16 March 2012
MY LAI
Certain words or phrases are freighted with intense emotion, or with pivotal history. 43 years ago today, on 16 March 1968, American soldiers and officers of Charlie Company, 1st Battalion, 20th Infantry Regiment, 11th Brigade of the Americal Division murdered between 350 and 500 unarmed South Vietnamese civilians in what became infamous as the My Lai Massacre. Most of those killed were women, children, and the elderly. Of 26 soldiers charged with criminal offenses, only Lt. William Calley was convicted. He served only three and a half years of an original life sentence.
When the killings became public knowledge in 1969, they prompted outrage worldwide, and dramatically increased U.S. civilian opposition to the Vietnam War. On that horrific day, three brave men earned the much-abused title of 'hero'. Warrant Officer Hugh Thompson, Jr., was a helicopter pilot who, overflying the killing zone, saw dead and dying civilians, and others still being executed. The only weapons in sight were those wielded by U.S. troops. At personal risk to their lives and their careers, Thompson and his crew landed and intervened, using their own weapons to hold off approaching American soldiers in order to rescue children trapped in a bunker. Repeated radio calls brought no military intervention or medical assistance, so Thompson returned to the slaughter scene to save more lives.

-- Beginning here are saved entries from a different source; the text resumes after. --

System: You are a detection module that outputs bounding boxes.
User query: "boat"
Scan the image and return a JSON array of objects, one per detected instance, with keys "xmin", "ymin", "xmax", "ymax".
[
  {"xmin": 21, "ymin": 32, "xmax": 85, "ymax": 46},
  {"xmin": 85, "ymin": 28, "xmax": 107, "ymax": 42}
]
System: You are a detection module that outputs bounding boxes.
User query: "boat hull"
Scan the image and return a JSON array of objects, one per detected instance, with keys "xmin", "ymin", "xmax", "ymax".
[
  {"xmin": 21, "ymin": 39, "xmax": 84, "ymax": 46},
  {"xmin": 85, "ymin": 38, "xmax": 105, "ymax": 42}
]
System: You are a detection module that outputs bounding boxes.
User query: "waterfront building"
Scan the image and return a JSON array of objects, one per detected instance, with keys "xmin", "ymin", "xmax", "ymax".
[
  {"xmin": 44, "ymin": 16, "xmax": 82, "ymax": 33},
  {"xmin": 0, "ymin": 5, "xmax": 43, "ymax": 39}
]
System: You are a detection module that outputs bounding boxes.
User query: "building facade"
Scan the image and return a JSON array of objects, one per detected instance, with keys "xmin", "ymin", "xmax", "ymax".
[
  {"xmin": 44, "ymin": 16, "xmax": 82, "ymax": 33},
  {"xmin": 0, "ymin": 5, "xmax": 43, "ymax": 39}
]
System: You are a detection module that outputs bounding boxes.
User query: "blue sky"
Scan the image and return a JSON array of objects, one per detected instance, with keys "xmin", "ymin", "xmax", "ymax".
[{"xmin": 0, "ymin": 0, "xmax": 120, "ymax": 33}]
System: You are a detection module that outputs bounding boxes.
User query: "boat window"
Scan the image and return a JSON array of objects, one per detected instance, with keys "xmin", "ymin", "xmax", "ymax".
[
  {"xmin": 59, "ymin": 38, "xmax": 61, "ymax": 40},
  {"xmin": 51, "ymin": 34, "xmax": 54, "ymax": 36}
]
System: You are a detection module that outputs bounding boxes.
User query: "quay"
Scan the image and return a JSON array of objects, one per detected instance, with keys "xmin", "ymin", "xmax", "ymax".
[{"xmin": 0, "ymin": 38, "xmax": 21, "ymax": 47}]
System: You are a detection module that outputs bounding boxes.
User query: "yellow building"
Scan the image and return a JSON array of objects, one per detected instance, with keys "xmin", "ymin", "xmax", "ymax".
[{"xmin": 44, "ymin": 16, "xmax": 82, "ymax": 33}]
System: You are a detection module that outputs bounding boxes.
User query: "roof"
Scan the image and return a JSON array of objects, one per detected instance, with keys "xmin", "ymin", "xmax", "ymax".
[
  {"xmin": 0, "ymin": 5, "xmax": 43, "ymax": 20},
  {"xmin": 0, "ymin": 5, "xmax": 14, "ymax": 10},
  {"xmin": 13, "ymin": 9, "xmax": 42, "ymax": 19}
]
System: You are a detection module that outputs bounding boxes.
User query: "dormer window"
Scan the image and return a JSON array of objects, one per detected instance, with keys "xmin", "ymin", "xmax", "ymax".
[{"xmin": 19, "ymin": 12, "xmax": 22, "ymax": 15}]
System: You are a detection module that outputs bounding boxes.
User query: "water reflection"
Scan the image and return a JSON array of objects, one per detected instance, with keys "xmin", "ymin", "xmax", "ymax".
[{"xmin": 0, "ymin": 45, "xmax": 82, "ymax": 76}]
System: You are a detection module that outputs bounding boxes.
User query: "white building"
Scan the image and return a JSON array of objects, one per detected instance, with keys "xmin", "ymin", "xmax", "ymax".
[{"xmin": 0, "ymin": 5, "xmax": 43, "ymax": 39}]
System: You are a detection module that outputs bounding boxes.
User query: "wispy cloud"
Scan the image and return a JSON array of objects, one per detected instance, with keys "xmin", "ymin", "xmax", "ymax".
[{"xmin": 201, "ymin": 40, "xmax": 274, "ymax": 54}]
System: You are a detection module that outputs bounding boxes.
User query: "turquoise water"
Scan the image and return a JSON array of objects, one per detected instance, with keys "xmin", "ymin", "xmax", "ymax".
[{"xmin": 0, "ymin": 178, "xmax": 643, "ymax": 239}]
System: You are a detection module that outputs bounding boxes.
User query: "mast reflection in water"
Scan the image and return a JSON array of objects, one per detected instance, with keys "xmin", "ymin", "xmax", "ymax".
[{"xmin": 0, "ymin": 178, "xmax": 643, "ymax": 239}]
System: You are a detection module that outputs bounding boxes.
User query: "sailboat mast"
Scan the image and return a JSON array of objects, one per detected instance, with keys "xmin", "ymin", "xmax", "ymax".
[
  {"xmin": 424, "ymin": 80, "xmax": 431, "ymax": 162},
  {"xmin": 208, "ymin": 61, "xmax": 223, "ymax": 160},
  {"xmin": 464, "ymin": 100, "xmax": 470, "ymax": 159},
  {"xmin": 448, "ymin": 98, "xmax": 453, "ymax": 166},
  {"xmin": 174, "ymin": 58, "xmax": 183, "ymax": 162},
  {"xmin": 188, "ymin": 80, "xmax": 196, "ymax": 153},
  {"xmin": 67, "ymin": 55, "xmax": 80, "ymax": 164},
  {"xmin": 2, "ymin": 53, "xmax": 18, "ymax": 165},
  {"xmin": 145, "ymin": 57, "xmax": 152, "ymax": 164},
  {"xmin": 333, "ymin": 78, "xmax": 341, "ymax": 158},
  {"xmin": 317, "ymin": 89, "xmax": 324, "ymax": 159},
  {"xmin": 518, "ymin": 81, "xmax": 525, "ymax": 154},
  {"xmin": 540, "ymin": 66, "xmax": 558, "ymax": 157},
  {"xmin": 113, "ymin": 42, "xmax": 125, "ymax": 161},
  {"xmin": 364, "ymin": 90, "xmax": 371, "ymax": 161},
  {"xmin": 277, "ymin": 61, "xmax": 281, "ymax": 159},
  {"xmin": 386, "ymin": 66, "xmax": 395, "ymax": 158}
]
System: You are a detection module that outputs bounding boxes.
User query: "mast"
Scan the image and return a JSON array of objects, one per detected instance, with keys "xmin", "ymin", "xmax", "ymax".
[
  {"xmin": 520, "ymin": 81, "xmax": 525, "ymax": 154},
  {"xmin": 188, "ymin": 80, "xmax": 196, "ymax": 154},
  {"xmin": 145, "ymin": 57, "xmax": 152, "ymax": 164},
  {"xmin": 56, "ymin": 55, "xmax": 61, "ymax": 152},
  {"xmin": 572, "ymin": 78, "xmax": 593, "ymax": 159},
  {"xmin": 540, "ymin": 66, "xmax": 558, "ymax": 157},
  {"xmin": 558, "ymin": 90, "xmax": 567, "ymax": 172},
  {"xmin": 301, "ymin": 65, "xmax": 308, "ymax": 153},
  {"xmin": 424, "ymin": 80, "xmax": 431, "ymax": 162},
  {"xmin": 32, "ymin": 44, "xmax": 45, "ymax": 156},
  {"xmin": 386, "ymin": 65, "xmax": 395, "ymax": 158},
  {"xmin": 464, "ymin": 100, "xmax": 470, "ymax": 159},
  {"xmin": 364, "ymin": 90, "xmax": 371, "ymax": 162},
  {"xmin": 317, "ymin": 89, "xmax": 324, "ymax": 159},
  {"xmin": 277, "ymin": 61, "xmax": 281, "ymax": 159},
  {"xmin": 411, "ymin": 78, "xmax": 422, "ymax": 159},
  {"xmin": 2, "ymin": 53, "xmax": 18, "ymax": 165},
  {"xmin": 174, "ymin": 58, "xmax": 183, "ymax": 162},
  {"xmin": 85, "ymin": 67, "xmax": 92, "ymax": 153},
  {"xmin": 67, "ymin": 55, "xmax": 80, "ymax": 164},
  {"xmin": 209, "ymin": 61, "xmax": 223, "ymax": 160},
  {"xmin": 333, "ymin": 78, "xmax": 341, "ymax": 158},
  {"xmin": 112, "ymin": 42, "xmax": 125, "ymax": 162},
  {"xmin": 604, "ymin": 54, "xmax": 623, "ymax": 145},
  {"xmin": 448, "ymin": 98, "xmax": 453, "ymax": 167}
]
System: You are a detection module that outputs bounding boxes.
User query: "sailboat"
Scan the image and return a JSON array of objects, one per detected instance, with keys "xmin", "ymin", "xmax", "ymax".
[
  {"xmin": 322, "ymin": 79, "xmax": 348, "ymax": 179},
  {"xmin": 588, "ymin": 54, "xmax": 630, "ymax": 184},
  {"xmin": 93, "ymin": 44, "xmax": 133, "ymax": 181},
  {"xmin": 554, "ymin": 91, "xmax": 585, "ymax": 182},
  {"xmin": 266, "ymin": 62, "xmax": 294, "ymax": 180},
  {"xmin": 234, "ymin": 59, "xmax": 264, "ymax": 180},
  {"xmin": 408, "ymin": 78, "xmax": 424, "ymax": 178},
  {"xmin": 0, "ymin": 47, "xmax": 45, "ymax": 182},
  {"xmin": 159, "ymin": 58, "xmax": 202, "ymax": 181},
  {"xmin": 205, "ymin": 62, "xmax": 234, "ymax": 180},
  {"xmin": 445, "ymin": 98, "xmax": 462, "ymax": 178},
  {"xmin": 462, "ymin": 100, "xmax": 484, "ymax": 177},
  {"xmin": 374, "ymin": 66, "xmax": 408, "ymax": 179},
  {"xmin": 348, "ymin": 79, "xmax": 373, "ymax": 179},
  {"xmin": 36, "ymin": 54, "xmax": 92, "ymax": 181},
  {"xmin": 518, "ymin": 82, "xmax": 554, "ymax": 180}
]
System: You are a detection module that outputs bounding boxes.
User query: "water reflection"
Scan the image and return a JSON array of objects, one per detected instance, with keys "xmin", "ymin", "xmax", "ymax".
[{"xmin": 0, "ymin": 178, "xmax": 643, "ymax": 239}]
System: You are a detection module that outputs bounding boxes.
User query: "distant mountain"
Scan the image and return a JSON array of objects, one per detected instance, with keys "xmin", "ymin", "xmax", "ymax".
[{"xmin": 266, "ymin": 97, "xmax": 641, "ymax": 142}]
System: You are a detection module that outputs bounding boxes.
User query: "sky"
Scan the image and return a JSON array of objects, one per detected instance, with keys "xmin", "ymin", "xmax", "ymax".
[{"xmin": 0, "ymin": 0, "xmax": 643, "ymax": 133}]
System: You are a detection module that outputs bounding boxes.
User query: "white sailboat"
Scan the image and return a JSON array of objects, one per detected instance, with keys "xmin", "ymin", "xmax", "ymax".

I've written about My Lai and about Thompson's heroism several times in the past. It remains one of the defining moments of that bloody and shameful conflict, an emblem of all that can go wrong in any war. By chance, I had arrived in country a week before the events at My Lai, and I did not hear about it until well after I had returned to the U.S. Most of those who face the prospect of combat ask themselves whether they will have the courage to stand and fight. Beyond that, here is the burning question that every man or woman who takes the oath of service must ask ~ if faced with egregious, criminal, lethal behavior by my peers, what would I do? If ordered by an officer or senior NCO to execute an unarmed civilian, what would I do? If I came upon a scene of mass murder being committed by several hundred troops, and I was one of only three present to oppose their bloodlust, what would I do?
In my thinking, courage is not about acting fearlessly. Courage is feeling fear, and acting past the fear to do the right thing. More than once during my year in Vietnam, I was confronted with the choice between hiding from danger, or facing it to save lives. Each time, I passed the test. I do not believe that qualifies me as a hero, a word I've come to detest because it is applied these days to anyone in uniform who happens to get shot, regardless of circumstances. I only know that I could not have done otherwise. I did not face the gut-wrenching scene that Hugh Thompson faced, and I cannot claim to know the degree of fear or surreal disconnect that he must have felt. But I think he would understand what I'm describing. He is one of my personal heroes.
Hugh Thompson, Jr., died of cancer on 06 January 2006, at the VA Medical Center in Pineville, Louisiana.